Guia de sobrevivência alimentar para a época festiva
Ingerir doces ou fritos deve proporcionar prazer, sem medo de comer. Mas também sabemos que entre o Natal e a passagem de ano podemos ganhar cerca de dois quilos.
Em festa modificamos o que comemos. Procuramos alimentos que não abundam no nosso quotidiano, de boa qualidade, às vezes relativamente caros, e com alguma complexidade na preparação devido ao tempo ou à confecção que exigem.
Os motivos que nos levam a festejar com alimentos centram-se em aspectos cruciais da filosofia ou história da humanidade, como as colheitas, as estações, a renovação, o nascimento ou a morte. No Natal, celebramos o nascimento de Jesus e essa comemoração pode assumir formas muito diferentes no mundo.
Na Suécia, por exemplo, o 13 de dezembro, dia de Santa Luzia, pode marcar o início das festividades de Natal. Em povos eslavos ou dos países Bálticos, as tradições para assegurar a fertilidade no novo ano podem levar a rituais em que se alimentam pássaros ou, na noite de Natal, se oferece pão aos animais, ainda antes da refeição familiar.
Na nossa tradição, a riqueza e variedade dos alimentos na época de Natal e os papéis desempenhados por quem os prepara ou oferece, e por quem os recebe, deixam bem claro que há uma admirável função da alimentação como processo fundamental da comunicação entre pessoas. Comer, tal como falar, enche-se de significados e as funções implícitas nos alimentos e ambiente da refeição são quase infinitas; quem prepara a refeição pode ser anfitrião, cuidador, pai, mãe, avó, mestre-de-cerimónias, servidor, amigo, sedutor… Na refeição, a pergunta é muito simples: o que oferecer? Como numa conversa que se quer interessante, o bacalhau e os alimentos numa mesa especialmente decorada não são escolhidos por razões práticas, mas pelo que se pretende comunicar.
E o conforto que decorre da refeição é também importante, especialmente através dos alimentos que mais gostamos, em sabor e afecto. Ingerir doces como bolo-rei ou mexidos ou fritos, como rabanadas e filhós, deve proporcionar prazer, sem medo de comer. Contudo, também sabemos que entre o Natal e a passagem de ano, podemos ganhar cerca de dois quilos como resultado do excesso energético que pode atingir várias centenas de calorias por dia. Serão casos excepcionais, mas não deixa de impressionar que, no dia de Natal, se chegue a consumir o equivalente a três dias (6000 kcal) de ingestão. Aliás, nos EUA, pensa-se que as mudanças na alimentação e ingestão de bebidas alcoólicas - o excesso pode precipitar arritmias - possam contribuir para o pico de mortes por doença cardíaca que se observam pelo Natal.
Neste contexto é importante: ajudar à normalidade de apetite, não saltando o pequeno-almoço nem refeições habituais para guardar um espaço extra para o jantar; se consumir bebidas alcoólicas, não exagerar nem beber de estômago vazio; beber água suficiente antes de deitar para uma boa hidratação. E aproveitar alimentos tradicionais, nutricionalmente excelentes, como bacalhau, peru, couves em azeite e alho, frutos secos ou gordos, laranjas ou tangerinas da época.

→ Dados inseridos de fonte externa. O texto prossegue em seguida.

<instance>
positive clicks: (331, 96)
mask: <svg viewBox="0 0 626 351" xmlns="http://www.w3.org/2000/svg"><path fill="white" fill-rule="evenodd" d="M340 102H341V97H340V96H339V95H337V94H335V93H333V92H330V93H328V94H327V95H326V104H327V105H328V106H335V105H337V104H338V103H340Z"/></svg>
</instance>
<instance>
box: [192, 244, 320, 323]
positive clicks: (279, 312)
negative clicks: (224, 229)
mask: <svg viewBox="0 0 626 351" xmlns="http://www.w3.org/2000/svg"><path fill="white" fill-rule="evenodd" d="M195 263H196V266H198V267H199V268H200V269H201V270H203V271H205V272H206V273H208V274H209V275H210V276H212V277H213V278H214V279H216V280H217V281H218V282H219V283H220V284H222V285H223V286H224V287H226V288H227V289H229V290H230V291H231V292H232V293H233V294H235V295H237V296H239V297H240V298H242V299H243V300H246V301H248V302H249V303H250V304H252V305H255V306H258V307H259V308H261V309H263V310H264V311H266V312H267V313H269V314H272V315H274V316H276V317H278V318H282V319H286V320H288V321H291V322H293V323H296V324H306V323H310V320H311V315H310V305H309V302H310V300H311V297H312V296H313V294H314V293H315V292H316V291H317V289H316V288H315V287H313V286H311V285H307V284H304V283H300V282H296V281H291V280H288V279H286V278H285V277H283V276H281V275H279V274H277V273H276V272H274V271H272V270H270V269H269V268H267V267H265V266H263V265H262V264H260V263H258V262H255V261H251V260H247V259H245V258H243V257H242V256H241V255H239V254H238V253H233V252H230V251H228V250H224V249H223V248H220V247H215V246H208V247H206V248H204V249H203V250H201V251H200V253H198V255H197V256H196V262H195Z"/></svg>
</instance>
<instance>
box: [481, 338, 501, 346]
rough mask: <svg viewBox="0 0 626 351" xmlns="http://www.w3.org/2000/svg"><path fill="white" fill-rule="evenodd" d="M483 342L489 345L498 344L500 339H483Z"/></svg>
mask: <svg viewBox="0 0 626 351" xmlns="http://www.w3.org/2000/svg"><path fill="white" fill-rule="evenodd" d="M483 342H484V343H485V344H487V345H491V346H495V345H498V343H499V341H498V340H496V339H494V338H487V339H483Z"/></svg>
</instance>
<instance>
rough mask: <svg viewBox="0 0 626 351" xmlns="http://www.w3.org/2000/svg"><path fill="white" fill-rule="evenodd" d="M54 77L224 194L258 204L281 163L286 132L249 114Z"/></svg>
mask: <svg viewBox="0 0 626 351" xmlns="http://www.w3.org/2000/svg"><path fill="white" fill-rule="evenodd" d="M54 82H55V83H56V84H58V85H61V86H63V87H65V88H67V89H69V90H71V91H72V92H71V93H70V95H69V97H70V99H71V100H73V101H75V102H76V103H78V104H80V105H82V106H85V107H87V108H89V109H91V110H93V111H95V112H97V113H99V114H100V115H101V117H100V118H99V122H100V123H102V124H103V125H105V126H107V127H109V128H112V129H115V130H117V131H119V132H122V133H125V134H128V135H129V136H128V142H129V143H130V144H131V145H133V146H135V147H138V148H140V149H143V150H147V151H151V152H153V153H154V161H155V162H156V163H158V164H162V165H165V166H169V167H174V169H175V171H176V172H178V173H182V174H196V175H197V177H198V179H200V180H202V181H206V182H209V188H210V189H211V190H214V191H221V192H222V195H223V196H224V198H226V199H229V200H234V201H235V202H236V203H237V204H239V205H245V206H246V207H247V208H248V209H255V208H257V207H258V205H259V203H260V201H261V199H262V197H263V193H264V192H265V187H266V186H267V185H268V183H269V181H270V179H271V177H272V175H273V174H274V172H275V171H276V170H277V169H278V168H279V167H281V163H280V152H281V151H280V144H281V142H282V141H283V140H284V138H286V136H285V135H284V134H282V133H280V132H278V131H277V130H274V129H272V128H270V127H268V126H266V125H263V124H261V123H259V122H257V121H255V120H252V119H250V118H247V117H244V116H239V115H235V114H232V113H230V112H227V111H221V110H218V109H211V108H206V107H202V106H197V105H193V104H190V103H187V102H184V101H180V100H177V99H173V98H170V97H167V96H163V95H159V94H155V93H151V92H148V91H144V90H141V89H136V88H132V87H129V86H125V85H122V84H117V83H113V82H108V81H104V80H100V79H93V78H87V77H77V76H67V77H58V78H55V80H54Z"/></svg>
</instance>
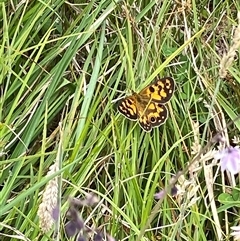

O bom senso e o respeito pelos sinais biológicos facilitam a obtenção do máximo prazer com os alimentos. Mas se tiver exagerado e no dia seguinte ao Natal se sentir mole, sem energia, com ressaca ou enfartado, poderá ajudar: beber muita água para hidratar (o etanol em excesso pode desidratar); escolher alimentos fáceis de digerir em refeições simples e pouco volumosas (iogurte e pão, por exemplo); evitar gorduras, sal, condimentos e bebidas alcoólicas; passear a pé e dormir uma boa noite de sono.